EvoMerge: Neuroevolution for Large Language Models
Yushu Jiang
TL;DR
The paper addresses the limitation of standard fine-tuning in large language models by proposing EvoMerge, a neuroevolution framework that uses model merging for weight crossover and fine-tuning for weight mutation to explore diverse training trajectories. It outlines a six-step evolutionary loop and details a prototype workflow (initialization, evaluation, selection, crossover, mutation) with SLERP-based merging and DPO-inspired tuning, implemented in small-scale experiments.

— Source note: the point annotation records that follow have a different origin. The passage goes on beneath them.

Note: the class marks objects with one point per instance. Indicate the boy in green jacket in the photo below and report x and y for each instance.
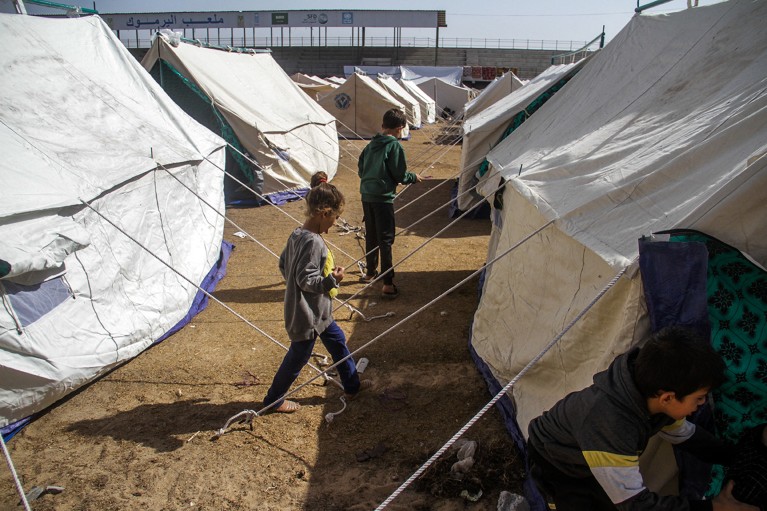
(382, 167)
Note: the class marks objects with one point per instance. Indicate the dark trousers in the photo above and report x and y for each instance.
(298, 355)
(567, 493)
(379, 238)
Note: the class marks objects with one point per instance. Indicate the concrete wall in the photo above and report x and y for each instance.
(330, 60)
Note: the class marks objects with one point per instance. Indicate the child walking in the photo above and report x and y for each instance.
(381, 168)
(309, 282)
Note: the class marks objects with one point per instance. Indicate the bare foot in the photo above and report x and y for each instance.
(287, 407)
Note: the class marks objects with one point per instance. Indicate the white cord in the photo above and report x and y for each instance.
(16, 481)
(331, 415)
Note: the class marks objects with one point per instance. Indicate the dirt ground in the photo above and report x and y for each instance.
(144, 436)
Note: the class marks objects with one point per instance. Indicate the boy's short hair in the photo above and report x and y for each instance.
(680, 360)
(394, 118)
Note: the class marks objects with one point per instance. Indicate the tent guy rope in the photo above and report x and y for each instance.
(503, 391)
(247, 416)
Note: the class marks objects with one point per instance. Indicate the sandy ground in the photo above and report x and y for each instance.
(144, 436)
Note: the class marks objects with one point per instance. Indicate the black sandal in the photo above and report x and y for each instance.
(391, 296)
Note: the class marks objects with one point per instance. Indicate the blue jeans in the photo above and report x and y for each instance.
(299, 354)
(379, 238)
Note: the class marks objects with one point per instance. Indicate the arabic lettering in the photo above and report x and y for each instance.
(210, 21)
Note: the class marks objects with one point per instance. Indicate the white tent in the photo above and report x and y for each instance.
(313, 85)
(412, 107)
(82, 122)
(428, 107)
(286, 132)
(496, 90)
(359, 105)
(666, 127)
(482, 131)
(445, 95)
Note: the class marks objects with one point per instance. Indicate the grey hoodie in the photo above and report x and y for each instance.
(308, 307)
(601, 430)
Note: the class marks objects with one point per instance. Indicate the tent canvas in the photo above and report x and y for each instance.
(449, 74)
(285, 132)
(445, 95)
(412, 107)
(485, 129)
(666, 127)
(82, 122)
(496, 90)
(359, 105)
(313, 86)
(428, 107)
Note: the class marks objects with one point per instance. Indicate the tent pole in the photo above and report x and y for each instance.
(16, 481)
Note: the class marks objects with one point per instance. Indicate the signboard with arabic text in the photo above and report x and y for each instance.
(266, 19)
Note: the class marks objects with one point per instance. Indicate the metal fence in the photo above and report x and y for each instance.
(235, 38)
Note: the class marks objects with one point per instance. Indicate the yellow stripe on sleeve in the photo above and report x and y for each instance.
(676, 425)
(597, 459)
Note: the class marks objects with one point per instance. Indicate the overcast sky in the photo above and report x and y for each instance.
(568, 20)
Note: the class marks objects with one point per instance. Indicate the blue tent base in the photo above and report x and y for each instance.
(275, 198)
(209, 283)
(508, 413)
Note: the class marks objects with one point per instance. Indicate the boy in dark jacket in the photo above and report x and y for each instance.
(584, 452)
(382, 167)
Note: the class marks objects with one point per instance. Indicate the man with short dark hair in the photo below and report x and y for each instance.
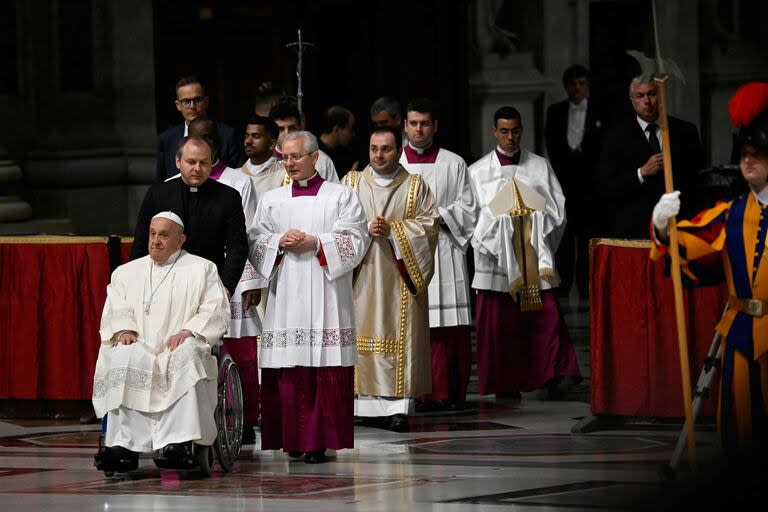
(632, 169)
(288, 118)
(336, 138)
(307, 239)
(262, 166)
(192, 102)
(386, 111)
(450, 318)
(391, 303)
(522, 341)
(245, 324)
(212, 213)
(574, 134)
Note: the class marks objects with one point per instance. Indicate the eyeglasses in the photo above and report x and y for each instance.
(641, 95)
(294, 158)
(187, 102)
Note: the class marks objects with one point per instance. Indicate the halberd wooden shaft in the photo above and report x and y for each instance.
(677, 282)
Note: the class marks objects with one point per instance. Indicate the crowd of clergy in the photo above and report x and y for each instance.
(342, 293)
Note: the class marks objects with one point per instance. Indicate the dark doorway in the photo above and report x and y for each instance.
(618, 26)
(362, 50)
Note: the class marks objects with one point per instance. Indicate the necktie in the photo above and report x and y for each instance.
(652, 139)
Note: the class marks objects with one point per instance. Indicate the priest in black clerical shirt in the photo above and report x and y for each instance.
(212, 212)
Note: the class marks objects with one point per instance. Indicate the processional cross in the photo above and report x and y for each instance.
(300, 47)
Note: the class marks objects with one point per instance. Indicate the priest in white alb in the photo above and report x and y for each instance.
(450, 316)
(155, 374)
(288, 118)
(391, 302)
(522, 341)
(307, 239)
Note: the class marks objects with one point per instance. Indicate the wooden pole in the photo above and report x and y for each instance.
(677, 282)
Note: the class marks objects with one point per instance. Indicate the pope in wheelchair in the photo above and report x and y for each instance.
(156, 376)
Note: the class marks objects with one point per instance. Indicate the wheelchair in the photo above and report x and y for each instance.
(229, 426)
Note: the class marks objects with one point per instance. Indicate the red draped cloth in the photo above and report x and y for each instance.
(521, 351)
(635, 363)
(125, 249)
(52, 292)
(306, 409)
(451, 351)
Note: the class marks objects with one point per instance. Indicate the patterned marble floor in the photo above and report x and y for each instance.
(491, 457)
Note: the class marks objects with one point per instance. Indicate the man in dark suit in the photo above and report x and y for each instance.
(192, 102)
(632, 169)
(212, 213)
(574, 134)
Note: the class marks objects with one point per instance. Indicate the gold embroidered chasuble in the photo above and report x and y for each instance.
(390, 296)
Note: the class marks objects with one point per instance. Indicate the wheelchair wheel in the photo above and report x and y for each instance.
(229, 414)
(204, 460)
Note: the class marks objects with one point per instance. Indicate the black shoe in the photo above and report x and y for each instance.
(432, 406)
(116, 458)
(179, 454)
(398, 423)
(249, 435)
(373, 422)
(316, 457)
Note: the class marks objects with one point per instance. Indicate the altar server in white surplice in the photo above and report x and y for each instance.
(522, 340)
(450, 318)
(307, 239)
(155, 374)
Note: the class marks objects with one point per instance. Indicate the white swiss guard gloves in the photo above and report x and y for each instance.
(667, 207)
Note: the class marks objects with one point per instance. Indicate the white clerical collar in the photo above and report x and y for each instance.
(257, 168)
(170, 261)
(762, 196)
(420, 151)
(305, 183)
(644, 124)
(579, 106)
(507, 153)
(384, 177)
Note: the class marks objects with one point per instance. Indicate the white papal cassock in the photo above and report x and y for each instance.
(155, 396)
(309, 319)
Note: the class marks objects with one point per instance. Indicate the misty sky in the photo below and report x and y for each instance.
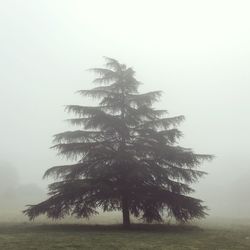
(197, 52)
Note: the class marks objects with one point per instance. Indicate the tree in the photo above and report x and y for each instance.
(127, 154)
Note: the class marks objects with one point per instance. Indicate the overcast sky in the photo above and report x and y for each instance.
(197, 52)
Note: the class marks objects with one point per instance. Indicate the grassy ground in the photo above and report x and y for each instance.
(24, 236)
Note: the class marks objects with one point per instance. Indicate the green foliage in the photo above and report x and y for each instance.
(127, 154)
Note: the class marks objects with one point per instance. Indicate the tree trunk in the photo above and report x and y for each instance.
(125, 213)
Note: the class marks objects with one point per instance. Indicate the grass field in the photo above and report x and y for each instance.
(24, 236)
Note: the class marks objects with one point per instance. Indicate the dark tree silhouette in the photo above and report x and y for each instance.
(127, 157)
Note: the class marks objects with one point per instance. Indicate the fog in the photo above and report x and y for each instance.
(196, 52)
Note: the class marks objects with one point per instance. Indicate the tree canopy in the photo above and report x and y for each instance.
(126, 154)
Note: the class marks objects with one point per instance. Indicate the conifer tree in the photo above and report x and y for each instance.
(126, 154)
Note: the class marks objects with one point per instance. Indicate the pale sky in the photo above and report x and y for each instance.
(197, 52)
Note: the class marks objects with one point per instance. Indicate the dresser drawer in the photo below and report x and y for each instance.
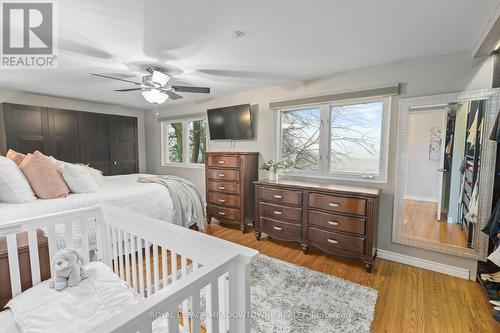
(225, 187)
(281, 230)
(224, 161)
(224, 199)
(335, 222)
(281, 212)
(223, 174)
(224, 212)
(281, 196)
(338, 204)
(333, 240)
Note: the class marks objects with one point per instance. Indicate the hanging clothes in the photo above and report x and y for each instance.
(495, 133)
(471, 138)
(473, 205)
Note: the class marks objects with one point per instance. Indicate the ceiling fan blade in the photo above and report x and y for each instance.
(172, 95)
(130, 89)
(116, 78)
(201, 90)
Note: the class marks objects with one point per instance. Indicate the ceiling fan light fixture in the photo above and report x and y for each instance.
(160, 78)
(154, 96)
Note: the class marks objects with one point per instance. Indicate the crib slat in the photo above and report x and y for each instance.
(173, 262)
(156, 267)
(127, 256)
(134, 266)
(173, 320)
(85, 240)
(148, 268)
(99, 231)
(141, 266)
(120, 254)
(15, 277)
(185, 307)
(34, 261)
(195, 318)
(51, 235)
(115, 254)
(213, 307)
(164, 267)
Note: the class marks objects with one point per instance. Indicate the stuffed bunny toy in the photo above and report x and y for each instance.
(68, 269)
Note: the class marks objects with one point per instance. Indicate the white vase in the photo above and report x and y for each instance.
(273, 177)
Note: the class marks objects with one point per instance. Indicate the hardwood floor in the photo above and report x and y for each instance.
(421, 222)
(410, 299)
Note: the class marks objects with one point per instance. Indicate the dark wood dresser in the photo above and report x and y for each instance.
(340, 220)
(229, 181)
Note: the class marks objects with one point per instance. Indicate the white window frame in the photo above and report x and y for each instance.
(185, 142)
(324, 141)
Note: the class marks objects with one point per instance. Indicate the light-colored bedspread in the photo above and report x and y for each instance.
(123, 191)
(189, 204)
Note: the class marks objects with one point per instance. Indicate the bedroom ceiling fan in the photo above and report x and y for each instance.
(155, 88)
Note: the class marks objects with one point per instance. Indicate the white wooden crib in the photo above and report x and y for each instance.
(220, 270)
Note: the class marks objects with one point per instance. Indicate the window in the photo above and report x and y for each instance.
(184, 141)
(346, 140)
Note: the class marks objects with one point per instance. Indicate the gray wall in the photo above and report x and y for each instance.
(451, 73)
(72, 104)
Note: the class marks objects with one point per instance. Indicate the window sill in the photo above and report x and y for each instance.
(335, 177)
(182, 165)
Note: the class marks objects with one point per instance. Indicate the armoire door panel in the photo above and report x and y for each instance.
(66, 135)
(26, 128)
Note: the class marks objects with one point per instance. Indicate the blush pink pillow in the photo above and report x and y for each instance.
(44, 177)
(15, 156)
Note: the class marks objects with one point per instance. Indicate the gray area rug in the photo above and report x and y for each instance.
(290, 298)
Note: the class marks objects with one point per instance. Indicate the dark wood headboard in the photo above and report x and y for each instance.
(106, 142)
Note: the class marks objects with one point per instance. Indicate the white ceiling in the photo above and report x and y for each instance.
(285, 41)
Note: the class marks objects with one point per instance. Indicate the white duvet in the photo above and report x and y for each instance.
(123, 191)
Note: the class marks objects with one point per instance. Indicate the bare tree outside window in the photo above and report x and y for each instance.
(175, 142)
(300, 138)
(355, 137)
(197, 141)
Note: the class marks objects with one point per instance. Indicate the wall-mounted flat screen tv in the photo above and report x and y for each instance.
(230, 123)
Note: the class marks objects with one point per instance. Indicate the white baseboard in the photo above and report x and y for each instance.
(425, 264)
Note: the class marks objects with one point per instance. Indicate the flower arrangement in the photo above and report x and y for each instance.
(274, 167)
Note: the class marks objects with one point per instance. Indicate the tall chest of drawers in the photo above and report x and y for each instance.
(339, 220)
(229, 181)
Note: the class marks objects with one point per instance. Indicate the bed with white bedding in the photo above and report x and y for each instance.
(123, 191)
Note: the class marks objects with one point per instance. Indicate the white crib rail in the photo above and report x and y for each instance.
(179, 266)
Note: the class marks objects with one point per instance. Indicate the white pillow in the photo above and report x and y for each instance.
(96, 174)
(77, 177)
(14, 187)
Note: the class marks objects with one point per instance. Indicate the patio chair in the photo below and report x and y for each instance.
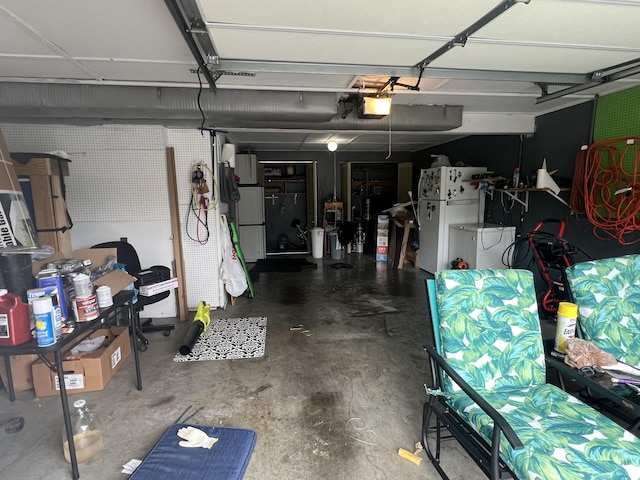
(607, 292)
(489, 388)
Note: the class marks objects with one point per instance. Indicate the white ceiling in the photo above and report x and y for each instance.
(330, 47)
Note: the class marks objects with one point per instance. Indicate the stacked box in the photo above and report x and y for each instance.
(382, 238)
(88, 372)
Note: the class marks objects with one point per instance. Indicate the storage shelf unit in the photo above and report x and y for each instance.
(514, 193)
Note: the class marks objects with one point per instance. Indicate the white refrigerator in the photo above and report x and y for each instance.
(482, 245)
(446, 197)
(250, 221)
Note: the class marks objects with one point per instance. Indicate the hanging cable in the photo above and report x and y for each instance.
(198, 101)
(200, 204)
(389, 154)
(612, 189)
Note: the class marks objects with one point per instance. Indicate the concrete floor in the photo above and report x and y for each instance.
(336, 403)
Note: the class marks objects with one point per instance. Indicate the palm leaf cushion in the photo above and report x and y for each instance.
(490, 334)
(607, 293)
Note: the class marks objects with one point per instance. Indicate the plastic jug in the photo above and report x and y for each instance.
(14, 320)
(87, 434)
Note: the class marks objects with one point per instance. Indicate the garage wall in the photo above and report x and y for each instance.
(117, 187)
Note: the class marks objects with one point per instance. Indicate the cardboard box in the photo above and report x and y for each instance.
(155, 288)
(89, 372)
(20, 372)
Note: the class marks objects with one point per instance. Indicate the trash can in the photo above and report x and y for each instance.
(334, 247)
(317, 242)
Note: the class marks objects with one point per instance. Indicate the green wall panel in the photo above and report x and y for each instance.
(618, 115)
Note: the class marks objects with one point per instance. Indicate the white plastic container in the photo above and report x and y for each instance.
(87, 434)
(317, 242)
(566, 325)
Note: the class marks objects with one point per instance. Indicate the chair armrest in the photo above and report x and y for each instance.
(500, 424)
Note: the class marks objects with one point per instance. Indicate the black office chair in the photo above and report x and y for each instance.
(129, 257)
(346, 232)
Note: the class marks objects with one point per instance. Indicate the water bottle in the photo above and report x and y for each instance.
(14, 320)
(87, 434)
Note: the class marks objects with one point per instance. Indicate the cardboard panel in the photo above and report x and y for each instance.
(16, 227)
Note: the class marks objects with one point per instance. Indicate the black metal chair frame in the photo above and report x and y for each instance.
(128, 255)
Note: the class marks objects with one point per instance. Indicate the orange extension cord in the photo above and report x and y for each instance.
(606, 179)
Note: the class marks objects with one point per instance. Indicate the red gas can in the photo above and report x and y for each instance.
(14, 320)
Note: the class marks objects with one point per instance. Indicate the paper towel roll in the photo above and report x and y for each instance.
(229, 154)
(544, 180)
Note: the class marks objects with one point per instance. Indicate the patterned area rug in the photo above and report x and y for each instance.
(228, 339)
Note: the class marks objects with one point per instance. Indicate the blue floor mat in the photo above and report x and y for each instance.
(226, 460)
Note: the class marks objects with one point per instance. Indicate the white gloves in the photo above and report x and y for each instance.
(194, 437)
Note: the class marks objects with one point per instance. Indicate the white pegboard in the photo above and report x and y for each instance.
(118, 176)
(202, 262)
(117, 172)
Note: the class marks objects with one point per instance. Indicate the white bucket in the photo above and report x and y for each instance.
(317, 242)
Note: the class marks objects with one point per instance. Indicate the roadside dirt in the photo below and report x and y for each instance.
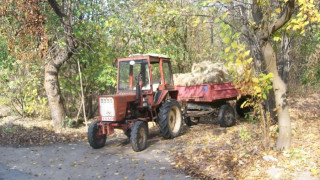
(79, 161)
(31, 150)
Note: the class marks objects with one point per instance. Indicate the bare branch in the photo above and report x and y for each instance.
(56, 8)
(286, 15)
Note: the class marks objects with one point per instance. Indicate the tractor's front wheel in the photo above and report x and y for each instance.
(226, 116)
(139, 135)
(95, 137)
(170, 119)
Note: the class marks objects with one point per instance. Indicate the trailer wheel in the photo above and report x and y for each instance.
(242, 111)
(170, 119)
(127, 132)
(139, 136)
(190, 122)
(226, 116)
(95, 138)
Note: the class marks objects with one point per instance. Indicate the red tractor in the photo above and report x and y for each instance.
(145, 92)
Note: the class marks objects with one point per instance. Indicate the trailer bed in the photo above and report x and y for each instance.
(207, 92)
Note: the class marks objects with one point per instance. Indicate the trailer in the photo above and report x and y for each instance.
(204, 99)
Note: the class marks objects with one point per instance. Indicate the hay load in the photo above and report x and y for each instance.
(203, 73)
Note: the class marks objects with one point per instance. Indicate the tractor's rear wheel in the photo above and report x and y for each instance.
(139, 135)
(226, 116)
(245, 110)
(95, 137)
(127, 132)
(170, 119)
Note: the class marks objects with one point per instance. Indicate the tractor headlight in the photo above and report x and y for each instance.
(106, 105)
(145, 102)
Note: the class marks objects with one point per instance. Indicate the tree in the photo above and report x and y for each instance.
(57, 56)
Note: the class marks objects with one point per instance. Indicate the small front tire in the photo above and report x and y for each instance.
(95, 137)
(170, 119)
(139, 135)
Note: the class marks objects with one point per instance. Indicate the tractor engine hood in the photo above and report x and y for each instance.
(114, 107)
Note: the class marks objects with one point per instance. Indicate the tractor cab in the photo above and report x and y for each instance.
(146, 76)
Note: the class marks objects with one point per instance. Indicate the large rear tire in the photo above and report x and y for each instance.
(242, 111)
(95, 138)
(226, 116)
(170, 119)
(127, 133)
(139, 135)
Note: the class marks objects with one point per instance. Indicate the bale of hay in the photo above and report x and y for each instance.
(204, 72)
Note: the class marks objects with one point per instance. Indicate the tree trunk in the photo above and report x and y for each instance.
(52, 88)
(55, 59)
(280, 92)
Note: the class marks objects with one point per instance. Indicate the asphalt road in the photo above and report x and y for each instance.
(79, 161)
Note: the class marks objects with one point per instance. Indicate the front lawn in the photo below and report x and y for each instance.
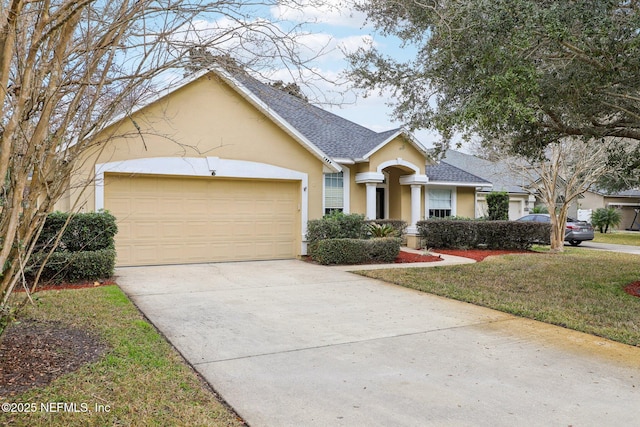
(619, 238)
(578, 289)
(139, 381)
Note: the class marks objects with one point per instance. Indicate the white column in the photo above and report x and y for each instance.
(371, 200)
(415, 207)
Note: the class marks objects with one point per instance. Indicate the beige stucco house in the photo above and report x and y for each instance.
(224, 168)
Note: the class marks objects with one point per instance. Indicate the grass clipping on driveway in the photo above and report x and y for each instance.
(578, 289)
(140, 380)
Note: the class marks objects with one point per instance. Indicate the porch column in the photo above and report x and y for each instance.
(416, 192)
(371, 200)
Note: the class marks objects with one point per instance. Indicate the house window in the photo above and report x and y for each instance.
(333, 192)
(439, 203)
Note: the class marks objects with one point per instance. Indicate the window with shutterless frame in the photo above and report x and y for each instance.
(333, 192)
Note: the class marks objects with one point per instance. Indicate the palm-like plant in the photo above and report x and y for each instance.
(604, 218)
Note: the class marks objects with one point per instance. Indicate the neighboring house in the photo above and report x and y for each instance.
(225, 168)
(453, 192)
(520, 200)
(628, 202)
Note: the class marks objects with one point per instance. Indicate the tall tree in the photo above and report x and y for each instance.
(68, 68)
(521, 72)
(564, 171)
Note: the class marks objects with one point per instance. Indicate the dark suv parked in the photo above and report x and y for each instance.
(575, 231)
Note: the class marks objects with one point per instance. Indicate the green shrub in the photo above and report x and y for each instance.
(85, 231)
(381, 230)
(398, 225)
(356, 251)
(384, 249)
(604, 218)
(498, 203)
(65, 266)
(335, 226)
(482, 234)
(86, 250)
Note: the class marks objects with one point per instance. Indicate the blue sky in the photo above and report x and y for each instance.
(331, 29)
(340, 27)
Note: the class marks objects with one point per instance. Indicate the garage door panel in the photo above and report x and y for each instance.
(202, 220)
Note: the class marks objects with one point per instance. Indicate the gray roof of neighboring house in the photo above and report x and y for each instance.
(628, 193)
(496, 173)
(445, 172)
(335, 136)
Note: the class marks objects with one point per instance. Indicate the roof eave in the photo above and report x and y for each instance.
(459, 184)
(278, 120)
(414, 142)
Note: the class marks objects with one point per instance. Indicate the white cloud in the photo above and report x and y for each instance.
(332, 12)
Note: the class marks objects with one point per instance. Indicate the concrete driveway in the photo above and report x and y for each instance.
(287, 343)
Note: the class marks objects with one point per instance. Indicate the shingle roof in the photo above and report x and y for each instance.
(444, 172)
(501, 177)
(334, 135)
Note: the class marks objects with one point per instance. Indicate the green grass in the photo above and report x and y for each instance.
(578, 289)
(141, 378)
(619, 238)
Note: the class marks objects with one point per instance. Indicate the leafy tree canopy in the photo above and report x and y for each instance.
(523, 73)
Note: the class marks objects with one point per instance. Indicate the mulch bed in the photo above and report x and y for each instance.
(480, 254)
(32, 354)
(633, 289)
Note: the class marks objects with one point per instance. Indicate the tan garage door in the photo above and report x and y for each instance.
(168, 220)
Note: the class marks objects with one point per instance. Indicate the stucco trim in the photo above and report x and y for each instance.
(401, 132)
(206, 167)
(414, 179)
(364, 177)
(398, 162)
(454, 184)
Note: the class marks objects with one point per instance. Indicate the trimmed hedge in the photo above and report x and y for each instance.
(398, 225)
(498, 203)
(73, 267)
(86, 250)
(335, 226)
(356, 251)
(85, 232)
(482, 234)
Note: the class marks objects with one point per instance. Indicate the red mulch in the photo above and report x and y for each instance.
(479, 254)
(33, 353)
(633, 289)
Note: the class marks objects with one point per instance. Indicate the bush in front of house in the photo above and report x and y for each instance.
(455, 234)
(335, 226)
(86, 250)
(498, 204)
(90, 231)
(356, 251)
(71, 267)
(399, 226)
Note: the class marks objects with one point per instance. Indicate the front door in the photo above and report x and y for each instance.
(380, 207)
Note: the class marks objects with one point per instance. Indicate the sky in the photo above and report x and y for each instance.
(339, 27)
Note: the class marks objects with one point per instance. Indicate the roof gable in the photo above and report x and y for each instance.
(502, 178)
(443, 172)
(334, 135)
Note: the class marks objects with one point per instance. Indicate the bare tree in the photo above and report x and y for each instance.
(68, 68)
(564, 171)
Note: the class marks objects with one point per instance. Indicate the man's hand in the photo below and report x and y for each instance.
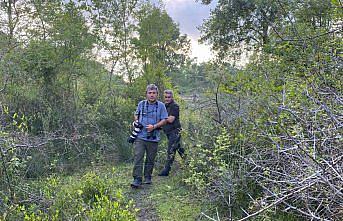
(150, 127)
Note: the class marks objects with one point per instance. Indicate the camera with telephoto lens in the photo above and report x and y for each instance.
(137, 127)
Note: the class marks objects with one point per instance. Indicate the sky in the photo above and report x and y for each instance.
(189, 14)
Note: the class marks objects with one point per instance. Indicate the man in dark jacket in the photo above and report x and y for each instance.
(173, 131)
(151, 114)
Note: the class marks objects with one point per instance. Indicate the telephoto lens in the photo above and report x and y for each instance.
(137, 127)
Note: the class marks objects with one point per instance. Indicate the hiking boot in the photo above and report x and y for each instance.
(147, 180)
(137, 182)
(164, 172)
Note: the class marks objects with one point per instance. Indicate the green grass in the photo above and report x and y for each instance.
(174, 201)
(100, 190)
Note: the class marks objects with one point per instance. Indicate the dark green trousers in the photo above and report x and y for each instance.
(149, 150)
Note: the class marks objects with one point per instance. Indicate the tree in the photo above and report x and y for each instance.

The reported experiments assess EvoMerge on benchmarks such as HellaSwag, WinoGrande, ARC, MMLU, TruthfulQA, Winogrande, and GSM8K, illustrating the approach's feasibility and exploratory results while highlighting instability and the need for further design. The work aims to provide a framework that can uncover robust, generalizable improvements beyond conventional fine-tuning by leveraging diversity and recombination of training signals.
Abstract
Extensive fine-tuning on Large Language Models does not always yield better results. Oftentimes, models tend to get better at imitating one form of data without gaining greater reasoning ability and may even end up losing some intelligence. Here I introduce EvoMerge, a systematic approach to large language model training and merging. Leveraging model merging for weight crossover and fine-tuning for weight mutation, EvoMerge establishes an evolutionary process aimed at pushing models beyond the limits of conventional fine-tuning.